Applying Deep Learning in Non-native Spoken English Assessment
Automatic Language Teaching and Assessment Institute (ALTA), Cambridge University, UK
Over 1.5 billion people worldwide are using and learning English as an additional language. This has created a high and growing demand for certification of learners' proficiency, for example for entry to university or for jobs. Automatic assessment systems can help meet this need by reducing human assessment effort. They can also enable learners to monitor their progress with informal assessment when and wherever they choose. Traditionally automatic speech assessment systems were based on read speech so what the candidate said was (mostly) known. To properly assess a candidate's spoken communication ability, however, the candidate needs to be assessed on free, spontaneous, speech. The text is, of course, unknown in such speech, and we don't speak in fluent sentences. we hesitate and stop and restart. Added to this any automatic system has to handle a wide variety of accents and pronunciations for learners across first languages and highly variable audio recording quality. Together this makes non-native spoken English assessment a challenging problem. To help meet the challenge deep learning has been applied to a number of sub-tasks. This talk will look at some examples of how deep learning is helping to create automatic systems capable of free speaking spoken English assessment. These will include: 1) efficient ASR systems, and ensemble combination, for non-native English; 2) prompt-response relevance for off-topic response detection; 3) task-specific phone “distance” features for assessment and L1 detection; 4) grammatical error detection and correction for learner English. Deep learning techniques used in the above, include: recurrent sequence models; sequence ensemble distillation (teacher-student training); attentions mechanisms; and Siamese networks.

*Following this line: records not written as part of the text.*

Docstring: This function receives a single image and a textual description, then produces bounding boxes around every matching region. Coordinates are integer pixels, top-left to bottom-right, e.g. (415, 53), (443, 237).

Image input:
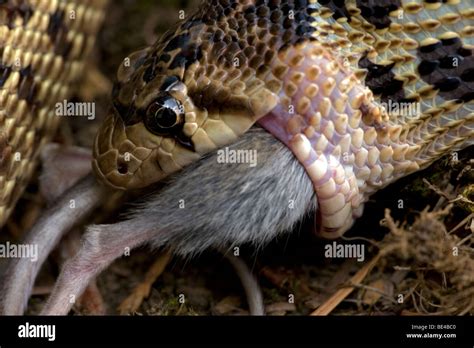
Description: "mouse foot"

(118, 251), (172, 315)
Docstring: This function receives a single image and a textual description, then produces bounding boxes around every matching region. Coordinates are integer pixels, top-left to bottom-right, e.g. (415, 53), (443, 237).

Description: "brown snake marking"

(0, 0), (473, 236)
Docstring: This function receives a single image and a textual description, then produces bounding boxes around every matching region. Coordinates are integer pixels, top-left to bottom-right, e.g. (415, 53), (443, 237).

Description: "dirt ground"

(1, 0), (473, 316)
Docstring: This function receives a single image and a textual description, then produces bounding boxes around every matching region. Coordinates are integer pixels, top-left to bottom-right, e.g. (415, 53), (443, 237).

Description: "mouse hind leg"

(41, 220), (155, 315)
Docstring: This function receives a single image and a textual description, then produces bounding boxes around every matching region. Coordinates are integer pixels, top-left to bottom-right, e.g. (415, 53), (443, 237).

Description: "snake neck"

(258, 40), (472, 237)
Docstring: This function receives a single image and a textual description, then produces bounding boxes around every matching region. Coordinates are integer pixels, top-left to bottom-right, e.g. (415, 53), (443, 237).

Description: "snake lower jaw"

(92, 115), (155, 190)
(92, 135), (173, 190)
(93, 107), (175, 190)
(92, 158), (130, 190)
(92, 152), (167, 190)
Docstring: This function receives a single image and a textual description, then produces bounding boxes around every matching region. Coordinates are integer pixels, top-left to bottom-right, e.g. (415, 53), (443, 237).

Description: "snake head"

(93, 70), (202, 190)
(92, 49), (278, 190)
(92, 1), (289, 191)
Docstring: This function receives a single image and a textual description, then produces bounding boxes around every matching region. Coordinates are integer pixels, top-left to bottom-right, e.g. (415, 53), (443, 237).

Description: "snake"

(1, 0), (473, 238)
(0, 0), (108, 226)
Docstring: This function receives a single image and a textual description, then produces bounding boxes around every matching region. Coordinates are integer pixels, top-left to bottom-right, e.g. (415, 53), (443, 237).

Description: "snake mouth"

(92, 111), (163, 190)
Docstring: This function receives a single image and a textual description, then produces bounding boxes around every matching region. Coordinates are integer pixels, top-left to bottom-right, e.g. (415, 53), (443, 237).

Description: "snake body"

(93, 0), (473, 237)
(0, 0), (108, 226)
(0, 0), (473, 236)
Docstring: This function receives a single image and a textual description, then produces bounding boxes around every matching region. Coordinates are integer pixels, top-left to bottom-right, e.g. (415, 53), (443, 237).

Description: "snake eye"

(144, 94), (184, 135)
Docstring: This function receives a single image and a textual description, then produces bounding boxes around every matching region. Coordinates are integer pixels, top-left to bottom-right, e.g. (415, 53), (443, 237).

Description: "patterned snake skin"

(1, 0), (473, 237)
(0, 0), (108, 226)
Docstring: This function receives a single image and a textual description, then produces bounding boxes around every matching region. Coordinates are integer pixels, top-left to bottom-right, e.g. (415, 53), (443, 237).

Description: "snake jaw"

(92, 111), (155, 189)
(289, 133), (363, 239)
(92, 113), (140, 190)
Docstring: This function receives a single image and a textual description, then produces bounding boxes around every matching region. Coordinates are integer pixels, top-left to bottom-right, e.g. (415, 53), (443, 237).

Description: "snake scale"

(1, 0), (473, 238)
(0, 0), (108, 226)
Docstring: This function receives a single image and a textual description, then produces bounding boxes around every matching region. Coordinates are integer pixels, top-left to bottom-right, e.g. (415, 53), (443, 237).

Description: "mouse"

(1, 127), (316, 315)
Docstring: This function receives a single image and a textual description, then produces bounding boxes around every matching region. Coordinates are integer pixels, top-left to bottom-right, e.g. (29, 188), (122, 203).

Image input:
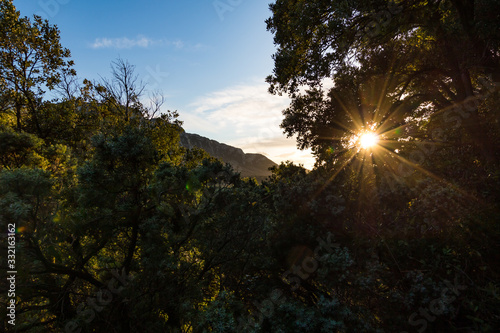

Dr. Kate Knill is a Principal Research Associate at the Department of Engineering and the Automatic Language Teaching and Assessment Institute (ALTA), Cambridge University. Kate was sponsored by Marconi Underwater Systems Ltd for her 1st class B.Eng. (Jt. Hons) degree in Electronic Engineering and Maths at Nottingham University and a PhD in Digital Signal Processing at Imperial College. She has worked for 25 years on spoken language processing, developing automatic speech recognition and text-to-speech synthesis systems in industry and academia. As an individual researcher and a leader of multi-disciplinary teams as Languages Manager, Nuance Communications, and Assistant Managing Director, Toshiba Research Europe Ltd, Cambridge Research Lab, she has developed speech systems for over 50 languages and dialects. Her current research focus is on applications for non-native spoken English language assessment and learning and detection of speech and language disorders. She is Secretary of the International Speech Communication Association (ISCA) and a member of the Institution of Engineering and Technology (IET) and Institute of Electrical and Electronic Engineers (IEEE).